We published four technical articles (including this one) that generated inbound leads. Our dev.to posts collectively pulled 8,000+ views. One of them — the healthcare voice AI analysis piece — got picked up by two AI newsletters.

Total revenue from these projects is tracking ahead of the $200k we turned down. More importantly, every project reinforced our positioning. Every case study we can write from this period is an AI story, not a "we also do general web dev" story.

The 5 things I'd tell any boutique AI studio about saying no

  1. Model the real work breakdown before you say yes. If more than 40% of the hours are outside your core expertise, you're not being hired for what makes you valuable. You're being hired because you're available. That's a commodity position, and it will price you like one eventually.

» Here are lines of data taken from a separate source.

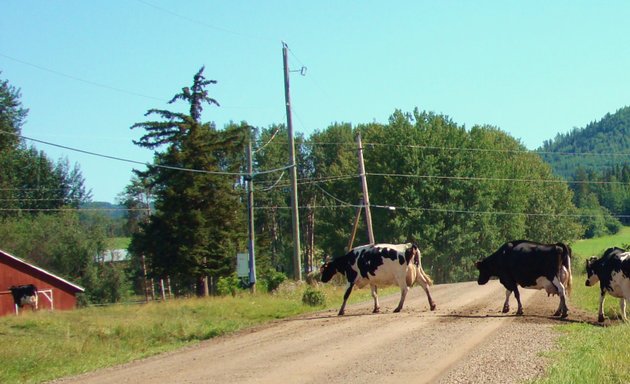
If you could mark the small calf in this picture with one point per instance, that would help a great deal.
(24, 295)
(379, 265)
(612, 271)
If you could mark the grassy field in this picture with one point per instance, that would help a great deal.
(590, 353)
(41, 346)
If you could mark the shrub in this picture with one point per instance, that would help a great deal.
(313, 297)
(273, 279)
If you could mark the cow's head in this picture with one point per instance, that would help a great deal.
(591, 271)
(412, 254)
(487, 267)
(484, 272)
(328, 270)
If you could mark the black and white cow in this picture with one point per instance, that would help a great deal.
(24, 295)
(612, 271)
(379, 265)
(530, 265)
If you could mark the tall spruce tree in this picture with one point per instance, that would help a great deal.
(197, 224)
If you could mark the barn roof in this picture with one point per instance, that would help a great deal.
(7, 255)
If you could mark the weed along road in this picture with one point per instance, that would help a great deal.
(466, 340)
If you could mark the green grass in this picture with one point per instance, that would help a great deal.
(118, 242)
(41, 346)
(589, 353)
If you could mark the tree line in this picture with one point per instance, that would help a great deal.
(39, 220)
(458, 193)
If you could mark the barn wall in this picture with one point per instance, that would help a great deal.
(15, 273)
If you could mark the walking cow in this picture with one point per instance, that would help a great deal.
(378, 265)
(24, 295)
(612, 271)
(530, 265)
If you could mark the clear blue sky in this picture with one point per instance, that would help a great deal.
(88, 70)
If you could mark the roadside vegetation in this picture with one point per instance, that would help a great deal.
(590, 353)
(41, 346)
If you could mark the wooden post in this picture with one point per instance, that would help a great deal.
(355, 226)
(366, 197)
(162, 290)
(297, 267)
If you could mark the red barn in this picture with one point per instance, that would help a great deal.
(54, 292)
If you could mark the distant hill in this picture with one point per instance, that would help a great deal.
(598, 146)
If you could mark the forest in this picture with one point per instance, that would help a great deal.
(458, 192)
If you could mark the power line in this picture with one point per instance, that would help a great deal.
(204, 24)
(147, 164)
(442, 210)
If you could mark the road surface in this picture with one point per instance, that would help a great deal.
(466, 340)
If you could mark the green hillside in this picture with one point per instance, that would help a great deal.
(598, 146)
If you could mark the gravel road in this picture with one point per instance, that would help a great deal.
(466, 340)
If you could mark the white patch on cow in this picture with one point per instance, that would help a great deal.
(594, 279)
(29, 300)
(544, 283)
(619, 285)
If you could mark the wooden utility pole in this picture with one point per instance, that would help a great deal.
(366, 197)
(297, 265)
(355, 226)
(250, 211)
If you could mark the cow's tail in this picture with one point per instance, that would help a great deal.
(566, 262)
(416, 260)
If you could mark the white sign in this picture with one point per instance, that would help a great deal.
(242, 264)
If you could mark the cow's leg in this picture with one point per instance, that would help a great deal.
(506, 305)
(403, 293)
(562, 310)
(345, 299)
(425, 285)
(600, 311)
(517, 294)
(377, 307)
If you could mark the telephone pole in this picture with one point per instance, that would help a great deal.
(250, 213)
(297, 265)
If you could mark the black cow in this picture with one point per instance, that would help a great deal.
(24, 295)
(530, 265)
(378, 265)
(612, 271)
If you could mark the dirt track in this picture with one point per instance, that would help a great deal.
(466, 340)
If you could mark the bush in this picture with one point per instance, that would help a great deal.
(313, 297)
(273, 280)
(228, 285)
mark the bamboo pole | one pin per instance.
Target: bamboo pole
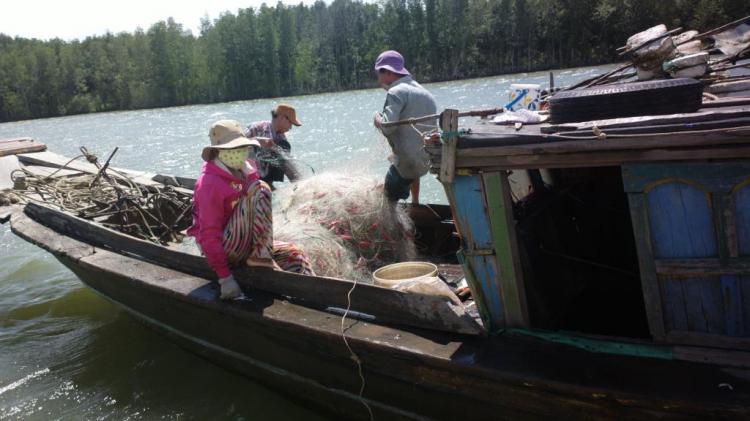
(471, 113)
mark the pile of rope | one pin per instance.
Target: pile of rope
(344, 224)
(114, 201)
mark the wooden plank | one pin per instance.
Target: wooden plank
(477, 293)
(681, 221)
(707, 339)
(651, 292)
(559, 145)
(500, 206)
(704, 355)
(714, 177)
(726, 227)
(744, 296)
(726, 87)
(486, 275)
(19, 145)
(702, 267)
(675, 310)
(740, 197)
(387, 305)
(732, 297)
(449, 126)
(601, 159)
(14, 139)
(726, 102)
(651, 120)
(8, 164)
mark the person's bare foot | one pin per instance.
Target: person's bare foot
(264, 263)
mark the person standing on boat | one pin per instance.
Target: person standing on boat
(272, 157)
(405, 99)
(232, 215)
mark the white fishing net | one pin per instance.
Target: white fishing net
(344, 224)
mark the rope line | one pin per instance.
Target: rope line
(353, 355)
(600, 135)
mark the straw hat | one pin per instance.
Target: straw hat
(393, 61)
(288, 111)
(226, 134)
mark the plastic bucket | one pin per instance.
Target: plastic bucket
(396, 273)
(523, 96)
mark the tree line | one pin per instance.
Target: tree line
(300, 49)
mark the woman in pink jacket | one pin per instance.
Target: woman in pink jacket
(232, 216)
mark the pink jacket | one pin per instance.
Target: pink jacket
(215, 191)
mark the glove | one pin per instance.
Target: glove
(230, 289)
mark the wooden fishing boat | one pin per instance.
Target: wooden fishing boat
(290, 335)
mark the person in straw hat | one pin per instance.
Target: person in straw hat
(272, 159)
(405, 99)
(232, 215)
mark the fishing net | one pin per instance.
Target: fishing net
(344, 224)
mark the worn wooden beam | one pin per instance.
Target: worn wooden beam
(703, 267)
(467, 198)
(649, 281)
(449, 125)
(500, 211)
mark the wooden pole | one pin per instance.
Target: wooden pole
(704, 35)
(449, 125)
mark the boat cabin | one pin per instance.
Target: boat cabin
(633, 230)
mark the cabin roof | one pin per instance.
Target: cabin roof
(719, 130)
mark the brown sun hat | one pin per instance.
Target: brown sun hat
(226, 134)
(288, 111)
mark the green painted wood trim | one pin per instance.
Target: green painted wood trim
(476, 291)
(599, 346)
(500, 209)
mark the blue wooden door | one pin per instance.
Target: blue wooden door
(692, 226)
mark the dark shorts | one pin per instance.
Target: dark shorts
(396, 187)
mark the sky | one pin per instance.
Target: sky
(70, 19)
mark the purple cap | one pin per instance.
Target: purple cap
(393, 61)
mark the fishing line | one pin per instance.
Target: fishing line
(354, 356)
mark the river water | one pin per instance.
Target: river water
(66, 353)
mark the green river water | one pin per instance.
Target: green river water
(66, 353)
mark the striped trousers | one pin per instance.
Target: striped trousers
(249, 233)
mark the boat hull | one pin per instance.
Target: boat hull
(409, 374)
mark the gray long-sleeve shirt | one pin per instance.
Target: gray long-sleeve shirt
(408, 99)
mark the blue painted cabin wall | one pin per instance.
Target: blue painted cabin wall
(686, 220)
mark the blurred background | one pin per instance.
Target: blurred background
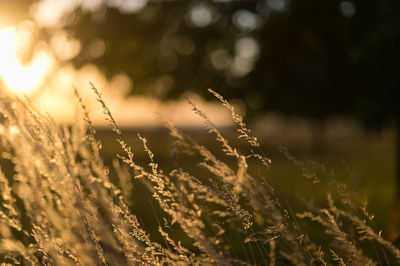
(318, 77)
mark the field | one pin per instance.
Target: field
(366, 162)
(71, 195)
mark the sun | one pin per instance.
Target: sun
(18, 77)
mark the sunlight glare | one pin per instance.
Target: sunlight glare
(20, 78)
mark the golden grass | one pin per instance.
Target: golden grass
(62, 205)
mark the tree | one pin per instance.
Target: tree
(306, 58)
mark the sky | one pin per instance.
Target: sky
(48, 78)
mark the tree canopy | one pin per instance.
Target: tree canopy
(308, 58)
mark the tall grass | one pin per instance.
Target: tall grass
(61, 204)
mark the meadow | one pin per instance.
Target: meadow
(74, 196)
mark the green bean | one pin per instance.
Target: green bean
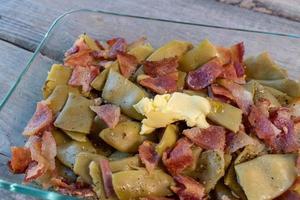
(81, 165)
(198, 56)
(58, 75)
(288, 86)
(66, 153)
(76, 114)
(168, 139)
(57, 99)
(181, 80)
(98, 186)
(267, 176)
(133, 184)
(124, 137)
(99, 82)
(79, 137)
(281, 97)
(210, 168)
(122, 92)
(220, 112)
(263, 67)
(171, 49)
(221, 192)
(125, 164)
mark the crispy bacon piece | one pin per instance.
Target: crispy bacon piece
(83, 58)
(188, 189)
(242, 97)
(109, 113)
(218, 90)
(263, 127)
(83, 76)
(117, 45)
(236, 141)
(212, 137)
(287, 141)
(72, 189)
(127, 64)
(148, 155)
(180, 157)
(205, 75)
(20, 159)
(162, 67)
(40, 121)
(107, 178)
(48, 149)
(162, 84)
(43, 152)
(155, 198)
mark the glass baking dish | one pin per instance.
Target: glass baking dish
(19, 104)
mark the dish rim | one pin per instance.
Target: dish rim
(37, 192)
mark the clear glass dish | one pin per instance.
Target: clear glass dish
(19, 104)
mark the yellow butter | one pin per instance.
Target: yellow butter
(168, 108)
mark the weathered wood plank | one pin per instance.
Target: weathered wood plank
(12, 61)
(25, 22)
(289, 9)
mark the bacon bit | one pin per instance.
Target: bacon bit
(242, 97)
(109, 113)
(107, 178)
(237, 52)
(162, 84)
(40, 121)
(263, 127)
(127, 64)
(20, 159)
(155, 198)
(236, 141)
(162, 67)
(224, 54)
(72, 189)
(230, 73)
(188, 189)
(180, 157)
(34, 171)
(48, 149)
(148, 155)
(221, 91)
(83, 76)
(212, 137)
(83, 58)
(287, 141)
(117, 45)
(205, 75)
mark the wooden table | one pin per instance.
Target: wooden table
(23, 24)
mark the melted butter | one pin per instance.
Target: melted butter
(168, 108)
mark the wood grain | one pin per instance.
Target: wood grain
(25, 22)
(12, 61)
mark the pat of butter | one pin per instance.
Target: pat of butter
(168, 108)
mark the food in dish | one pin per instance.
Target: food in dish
(127, 121)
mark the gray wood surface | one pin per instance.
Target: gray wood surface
(24, 22)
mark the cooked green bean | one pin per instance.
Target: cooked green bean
(125, 164)
(122, 92)
(263, 67)
(124, 137)
(82, 162)
(76, 114)
(220, 112)
(58, 75)
(168, 139)
(197, 56)
(133, 184)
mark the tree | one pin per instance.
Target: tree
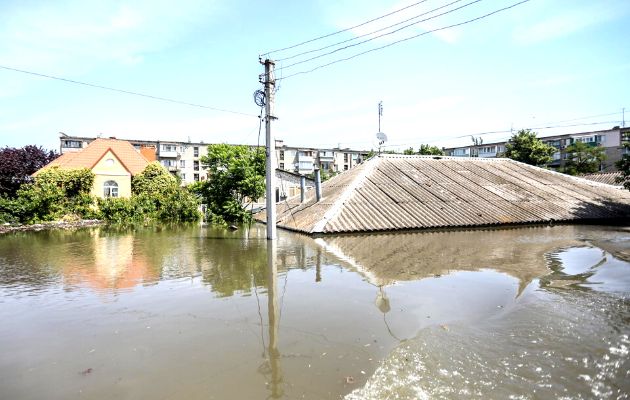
(53, 194)
(428, 150)
(236, 177)
(583, 159)
(624, 167)
(525, 147)
(17, 165)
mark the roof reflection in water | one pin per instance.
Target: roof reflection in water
(387, 258)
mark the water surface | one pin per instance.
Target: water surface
(194, 312)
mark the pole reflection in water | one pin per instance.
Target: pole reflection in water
(382, 303)
(277, 390)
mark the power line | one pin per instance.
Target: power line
(373, 32)
(494, 132)
(126, 91)
(344, 30)
(404, 40)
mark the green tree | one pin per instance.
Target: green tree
(583, 159)
(525, 147)
(428, 150)
(624, 167)
(53, 194)
(236, 177)
(156, 196)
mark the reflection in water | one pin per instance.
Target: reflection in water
(481, 314)
(274, 321)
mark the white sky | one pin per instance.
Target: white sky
(536, 65)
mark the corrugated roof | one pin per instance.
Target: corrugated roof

  2. Calculate opportunity cost in positioning, not just revenue. Lost positioning compounds. A quarter spent on off-brand work doesn't just cost you that quarter — it weakens your pipeline for the next two. I've lived this twice now and the pattern is clear.

  3. "Just hire more people" is not a strategy for boutique studios. Our value proposition is that every engineer is senior and has shipped production AI. The moment we dilute that to service a larger project, we become a body shop with a nicer website. Clients who want 15 developers can find them. Clients who want 4 engineers who've each built voice AI systems handling thousands of calls? That's a shorter list.

  4. Offer the scoped alternative. Don't just say no — propose the engagement that fits your strengths. We lost this particular deal, but the "we'll build the AI layer, you hire a web team" pitch has landed with other clients. It respects their needs while protecting your positioning.

  5. Track what you ship instead. After saying no to a big project, I now keep a running doc of what we delivered in that same window. It's the best antidote to the "what if we'd taken it" doubt. Six months later, the evidence is always overwhelming.

The uncomfortable truth

Turning down $200k when you're a small studio with real payroll is genuinely scary. There's no venture fund backstopping us. Every dollar matters. And I won't pretend the decision was easy or that I didn't second-guess it for weeks.

But every time we've said yes to a large project that diluted our focus, we've paid for it in ways that don't show up on the invoice. Weaker case studies, slower content output, cooled inbound pipeline, and that creeping feeling that we're becoming generalists who happen to know some AI — instead of AI specialists who happen to be excellent engineers.

Boutique doesn't mean small. It means focused. And focus requires saying no to good money when it pulls you off course.